La statue est arrivée à Genève en la fête de Saint François de Sales le 29 janvier 1860 avec une bénédiction papale donnée dans toutes les églises du canton. Plus tard, en 1937, la statue de Notre-Dame sera couronnée solennellement par le nonce apostolique, Mgr Bernardini. L’artiste genevois Marcel Feuillat a été mandaté pour fabriquer deux couronnes, dont une en matière précieuse.

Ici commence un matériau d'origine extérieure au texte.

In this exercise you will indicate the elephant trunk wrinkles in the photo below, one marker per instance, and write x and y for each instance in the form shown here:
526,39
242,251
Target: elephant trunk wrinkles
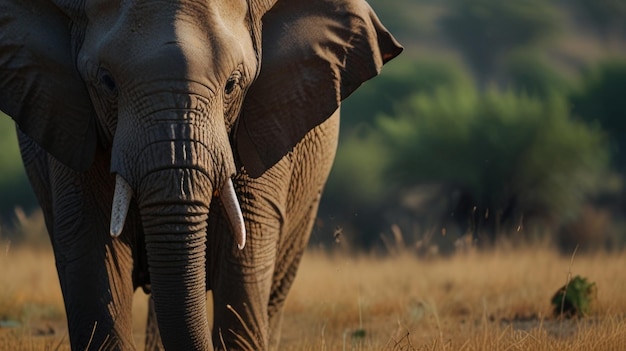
174,213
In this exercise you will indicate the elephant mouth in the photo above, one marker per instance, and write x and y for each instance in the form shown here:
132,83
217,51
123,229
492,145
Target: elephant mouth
124,193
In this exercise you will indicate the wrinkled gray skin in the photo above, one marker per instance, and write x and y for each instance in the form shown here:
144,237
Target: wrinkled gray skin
176,97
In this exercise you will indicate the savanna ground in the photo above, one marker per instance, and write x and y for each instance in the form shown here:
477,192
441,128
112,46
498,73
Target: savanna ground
495,299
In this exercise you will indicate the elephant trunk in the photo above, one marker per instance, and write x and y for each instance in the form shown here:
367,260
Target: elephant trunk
174,214
173,168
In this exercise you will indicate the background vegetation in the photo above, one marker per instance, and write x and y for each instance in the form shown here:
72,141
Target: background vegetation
499,119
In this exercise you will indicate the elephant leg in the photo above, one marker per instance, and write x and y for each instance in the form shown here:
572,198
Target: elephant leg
153,336
287,262
241,280
311,162
95,271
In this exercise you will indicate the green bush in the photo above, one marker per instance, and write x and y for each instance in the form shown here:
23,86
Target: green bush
575,299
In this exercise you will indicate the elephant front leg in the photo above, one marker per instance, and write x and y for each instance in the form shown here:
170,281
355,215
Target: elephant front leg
241,279
95,271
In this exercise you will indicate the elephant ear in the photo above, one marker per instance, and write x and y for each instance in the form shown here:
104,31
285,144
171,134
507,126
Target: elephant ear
40,87
314,55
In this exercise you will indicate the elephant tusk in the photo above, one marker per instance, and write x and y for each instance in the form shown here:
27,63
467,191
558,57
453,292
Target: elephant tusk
121,201
233,212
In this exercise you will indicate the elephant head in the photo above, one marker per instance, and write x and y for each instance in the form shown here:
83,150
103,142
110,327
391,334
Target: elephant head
182,94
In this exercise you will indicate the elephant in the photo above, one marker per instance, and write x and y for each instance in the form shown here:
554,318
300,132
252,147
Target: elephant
181,147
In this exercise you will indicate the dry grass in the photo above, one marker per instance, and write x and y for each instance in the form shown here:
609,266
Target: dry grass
496,300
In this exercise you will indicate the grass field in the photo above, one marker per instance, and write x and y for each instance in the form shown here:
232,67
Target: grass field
492,300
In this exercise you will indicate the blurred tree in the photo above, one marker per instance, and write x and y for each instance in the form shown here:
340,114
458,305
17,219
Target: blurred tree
484,30
608,17
528,72
601,99
497,157
510,157
15,189
403,77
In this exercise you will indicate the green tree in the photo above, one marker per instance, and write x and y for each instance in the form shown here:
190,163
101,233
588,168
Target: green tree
608,17
601,99
508,157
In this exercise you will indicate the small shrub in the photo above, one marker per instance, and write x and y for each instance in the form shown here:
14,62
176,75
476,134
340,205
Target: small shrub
574,299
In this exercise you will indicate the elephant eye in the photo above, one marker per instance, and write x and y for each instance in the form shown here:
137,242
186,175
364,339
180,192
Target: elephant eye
107,81
232,82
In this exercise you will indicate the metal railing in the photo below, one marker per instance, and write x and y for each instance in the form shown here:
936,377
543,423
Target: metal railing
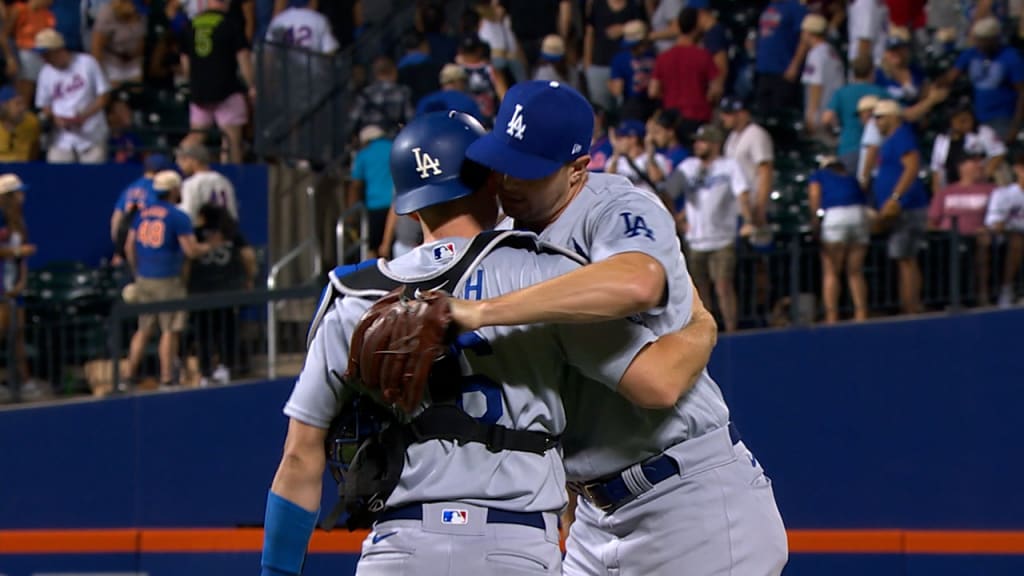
781,285
311,245
341,233
224,329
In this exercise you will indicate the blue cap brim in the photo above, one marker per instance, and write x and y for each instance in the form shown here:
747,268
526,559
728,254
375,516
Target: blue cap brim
495,154
430,195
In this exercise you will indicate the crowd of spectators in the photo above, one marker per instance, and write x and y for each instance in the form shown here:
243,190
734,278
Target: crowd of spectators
889,118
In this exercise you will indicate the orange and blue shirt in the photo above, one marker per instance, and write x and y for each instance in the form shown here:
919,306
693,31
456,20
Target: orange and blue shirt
158,251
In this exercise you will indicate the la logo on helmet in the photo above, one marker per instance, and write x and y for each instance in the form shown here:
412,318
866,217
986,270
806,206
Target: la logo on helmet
425,164
516,127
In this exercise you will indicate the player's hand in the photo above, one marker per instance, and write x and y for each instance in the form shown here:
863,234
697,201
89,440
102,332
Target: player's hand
467,315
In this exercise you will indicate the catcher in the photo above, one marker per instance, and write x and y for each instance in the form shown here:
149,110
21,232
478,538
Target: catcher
449,445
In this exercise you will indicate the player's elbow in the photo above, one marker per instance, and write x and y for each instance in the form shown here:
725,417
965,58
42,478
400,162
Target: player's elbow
659,395
645,286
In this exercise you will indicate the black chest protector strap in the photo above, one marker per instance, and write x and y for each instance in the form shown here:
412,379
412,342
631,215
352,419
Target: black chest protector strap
448,421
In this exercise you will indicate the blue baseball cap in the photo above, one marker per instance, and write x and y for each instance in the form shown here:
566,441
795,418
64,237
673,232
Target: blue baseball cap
7,93
540,127
158,163
631,128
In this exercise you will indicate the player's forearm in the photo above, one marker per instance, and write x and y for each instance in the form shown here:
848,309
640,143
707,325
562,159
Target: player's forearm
614,288
669,368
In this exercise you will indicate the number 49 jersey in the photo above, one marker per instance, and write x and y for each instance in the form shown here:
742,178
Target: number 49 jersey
208,188
158,252
511,376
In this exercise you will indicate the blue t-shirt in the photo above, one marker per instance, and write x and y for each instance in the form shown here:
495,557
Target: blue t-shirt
778,35
158,252
844,105
675,155
993,81
633,71
891,155
838,190
138,195
895,90
373,167
443,100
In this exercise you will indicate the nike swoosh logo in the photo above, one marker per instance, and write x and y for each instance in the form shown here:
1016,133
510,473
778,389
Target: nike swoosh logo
417,293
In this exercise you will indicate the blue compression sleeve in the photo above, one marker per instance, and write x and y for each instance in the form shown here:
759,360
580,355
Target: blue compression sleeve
287,529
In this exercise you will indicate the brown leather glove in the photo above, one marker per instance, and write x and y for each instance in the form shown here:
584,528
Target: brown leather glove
395,344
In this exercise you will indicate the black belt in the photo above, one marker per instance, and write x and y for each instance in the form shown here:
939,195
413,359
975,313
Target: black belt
415,511
612,491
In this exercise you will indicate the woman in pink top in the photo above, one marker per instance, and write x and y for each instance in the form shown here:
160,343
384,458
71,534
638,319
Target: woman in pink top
964,204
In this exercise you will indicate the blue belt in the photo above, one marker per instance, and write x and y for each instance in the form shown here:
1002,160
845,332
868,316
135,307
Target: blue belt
612,491
415,511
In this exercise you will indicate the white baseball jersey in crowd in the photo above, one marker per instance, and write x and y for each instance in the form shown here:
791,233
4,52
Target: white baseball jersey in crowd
623,168
69,92
712,202
303,28
208,187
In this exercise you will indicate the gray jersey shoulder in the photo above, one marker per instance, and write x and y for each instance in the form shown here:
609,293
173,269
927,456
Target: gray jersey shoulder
606,434
517,375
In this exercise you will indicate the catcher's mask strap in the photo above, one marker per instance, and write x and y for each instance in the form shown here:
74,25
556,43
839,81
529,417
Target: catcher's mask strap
448,421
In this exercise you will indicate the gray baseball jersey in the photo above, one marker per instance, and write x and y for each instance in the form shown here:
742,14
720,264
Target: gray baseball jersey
517,373
605,433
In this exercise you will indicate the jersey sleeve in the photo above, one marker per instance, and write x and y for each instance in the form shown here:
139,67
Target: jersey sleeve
603,352
634,221
316,395
44,90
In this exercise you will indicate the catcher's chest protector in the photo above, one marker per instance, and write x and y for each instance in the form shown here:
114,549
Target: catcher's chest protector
374,472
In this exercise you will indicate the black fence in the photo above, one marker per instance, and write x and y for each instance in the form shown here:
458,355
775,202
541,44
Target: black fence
80,343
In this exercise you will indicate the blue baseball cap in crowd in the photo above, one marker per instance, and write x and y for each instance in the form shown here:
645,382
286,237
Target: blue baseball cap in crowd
733,104
631,128
158,163
7,93
541,126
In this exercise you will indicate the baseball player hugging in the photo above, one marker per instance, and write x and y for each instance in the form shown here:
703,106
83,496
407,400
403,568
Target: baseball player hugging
448,442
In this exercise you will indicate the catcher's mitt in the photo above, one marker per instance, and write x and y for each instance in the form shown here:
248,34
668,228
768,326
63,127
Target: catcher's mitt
395,344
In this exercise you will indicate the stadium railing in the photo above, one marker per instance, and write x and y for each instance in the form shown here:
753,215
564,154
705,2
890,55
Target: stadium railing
80,344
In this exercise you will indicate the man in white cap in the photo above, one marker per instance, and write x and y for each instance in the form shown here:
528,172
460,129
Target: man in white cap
73,92
822,72
13,277
161,238
901,199
996,74
453,94
203,184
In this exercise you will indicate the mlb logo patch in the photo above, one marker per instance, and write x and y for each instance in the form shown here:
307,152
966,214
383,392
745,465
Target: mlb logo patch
443,252
455,517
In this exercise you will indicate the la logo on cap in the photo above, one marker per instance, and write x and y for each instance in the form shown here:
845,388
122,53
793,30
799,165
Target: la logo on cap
516,128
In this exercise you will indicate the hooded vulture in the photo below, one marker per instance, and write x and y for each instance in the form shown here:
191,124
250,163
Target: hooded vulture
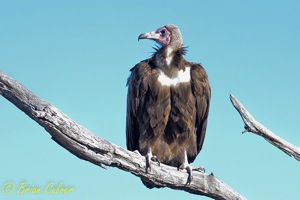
167,104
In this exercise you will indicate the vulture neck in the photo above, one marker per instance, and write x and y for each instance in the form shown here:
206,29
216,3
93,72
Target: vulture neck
170,60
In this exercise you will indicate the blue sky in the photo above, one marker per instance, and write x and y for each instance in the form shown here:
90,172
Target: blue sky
77,56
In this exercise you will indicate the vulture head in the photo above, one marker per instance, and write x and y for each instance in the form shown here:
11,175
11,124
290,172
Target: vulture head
166,36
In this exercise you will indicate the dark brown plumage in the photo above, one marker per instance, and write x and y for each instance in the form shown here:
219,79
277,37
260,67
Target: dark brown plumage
167,104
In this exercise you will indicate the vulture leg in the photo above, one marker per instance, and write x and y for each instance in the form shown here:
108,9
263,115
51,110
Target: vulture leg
189,169
149,156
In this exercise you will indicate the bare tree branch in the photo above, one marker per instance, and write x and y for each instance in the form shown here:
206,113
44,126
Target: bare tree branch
251,125
87,146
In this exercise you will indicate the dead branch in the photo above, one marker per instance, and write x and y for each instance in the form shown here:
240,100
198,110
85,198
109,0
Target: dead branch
251,125
87,146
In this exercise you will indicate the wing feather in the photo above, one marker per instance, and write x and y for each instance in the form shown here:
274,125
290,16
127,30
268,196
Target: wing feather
202,93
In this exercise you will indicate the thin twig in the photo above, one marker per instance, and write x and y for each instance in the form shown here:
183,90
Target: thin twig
251,125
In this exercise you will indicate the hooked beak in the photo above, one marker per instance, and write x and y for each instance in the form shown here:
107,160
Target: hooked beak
151,35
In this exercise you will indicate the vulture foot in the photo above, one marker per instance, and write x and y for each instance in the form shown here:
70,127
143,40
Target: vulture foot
199,169
189,170
149,157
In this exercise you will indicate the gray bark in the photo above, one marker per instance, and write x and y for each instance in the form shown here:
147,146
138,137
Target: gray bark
251,125
87,146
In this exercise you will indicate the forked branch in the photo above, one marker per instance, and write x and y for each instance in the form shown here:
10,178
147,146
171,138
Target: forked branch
251,125
87,146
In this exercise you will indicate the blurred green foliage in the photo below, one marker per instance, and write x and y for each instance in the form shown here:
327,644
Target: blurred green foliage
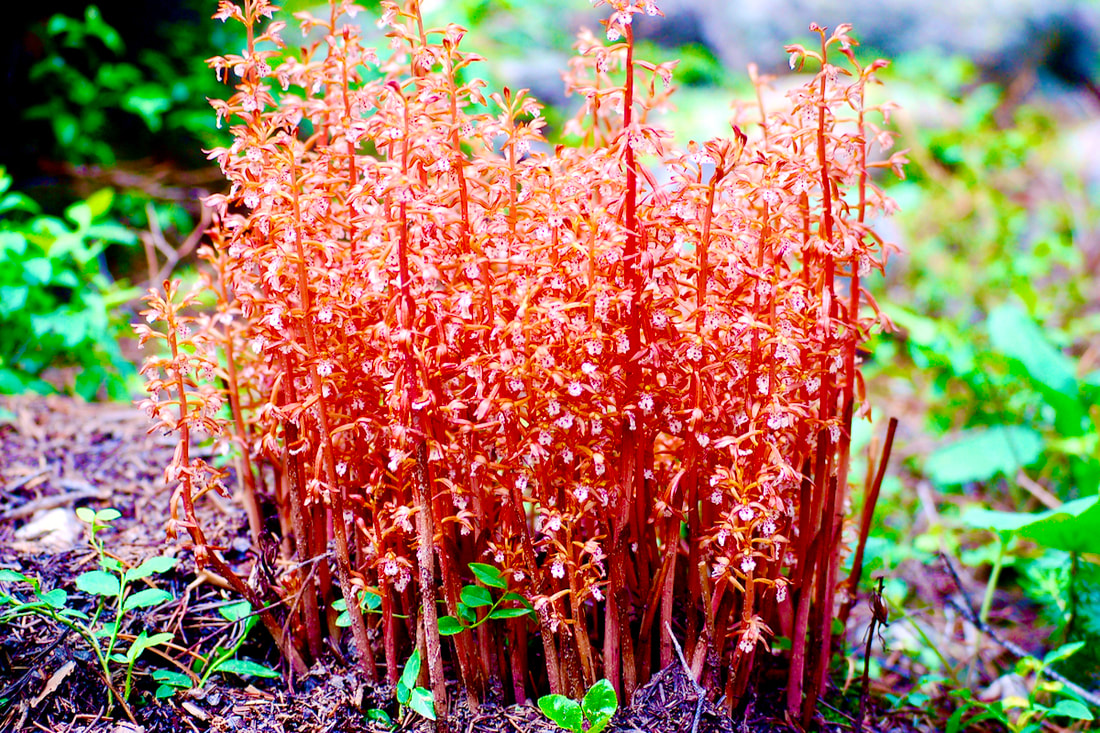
58,306
103,105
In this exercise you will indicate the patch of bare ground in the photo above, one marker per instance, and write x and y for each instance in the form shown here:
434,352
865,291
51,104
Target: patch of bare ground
57,453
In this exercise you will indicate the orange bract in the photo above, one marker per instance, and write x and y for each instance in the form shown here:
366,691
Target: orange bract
454,346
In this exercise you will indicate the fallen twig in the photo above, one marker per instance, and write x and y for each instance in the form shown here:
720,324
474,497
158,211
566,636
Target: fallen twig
967,610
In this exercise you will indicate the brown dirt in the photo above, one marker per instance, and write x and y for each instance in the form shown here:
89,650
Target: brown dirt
57,453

Pour que l’orfèvre puisse réaliser cette couronne précieuse, demande fut faite à la population catholique genevoise de donner son vieil or et ses vieux bijoux. «Si on la regarde de près, on voit que toute la structure de la couronne rassemble en fait des colliers, des pierres et des bagues», précise l’abbé Jaquet.
Encadré 2:
La richesse artistique de Notre-Dame de Genève tient surtout à la beauté de ses vitraux. «C’est particulièrement beau ici en été, avec la lumière qui passe à travers les vitraux et se reflète sur le sol», s’enthousiasme le sacristain camerounais Richard Batjom.
Les premiers vitraux, de Claudius Lavergne sont posés de 1857 à 1875, les autres après le retour de l’église à la communauté catholique romaine dès 1912. Les artistes Alexandre Cingria, Maurice Denis, Charles Brunner, Gherri Moro, Théodore Strawinsky, Paul Monnier et Jean-Claude Morand vont successivement signer d’autres oeuvres. «Il s’agit-là d’un des ensembles les plus riches de Suisse de par sa diversité», souligne l’abbé Jaquet.
En 2012, pour marquer le centenaire de la prière du rosaire, Notre-Dame s’est offert un polyptyque, qui est venu enrichir le décor de l’église. Installés au-dessus de la «porte Cornavin», quatre panneaux verticaux racontent en vingt tableaux la vie de Marie et de Jésus. La réalisation de l’œuvre a été confiée à trois artistes genevois: les peintres Marie-Dominique Miserez et Jean-Michel Bouchardy, et l’orfèvre François Reusse.
«Ce polyptyque est d’abord un ex-voto pour les grâces reçues à travers la prière du rosaire qui est récitée quotidiennement depuis 1912, date à laquelle les catholiques ont retrouvé Notre-Dame après 37 ans d’exil de leur église», explique l’abbé Jaquet, poursuivant: «Ce polyptyque est aussi un pont. Il s’offre aux générations à venir, les invite à devenir elles aussi passeurs et témoins de la foi et de l’art pour leur temps».
Encadré 3:
A côté d’Einsiedeln ou du Ranft, de nombreux lieux de pèlerinage moins emblématiques attirent de nombreux visiteurs en Suisse. Ils sont connus dans leur région, mais souvent très peu au-delà des frontières cantonales. L’agence Apic en présente 13 dans une série consacrée aux «Lieux de pèlerinage moins connus de Suisse».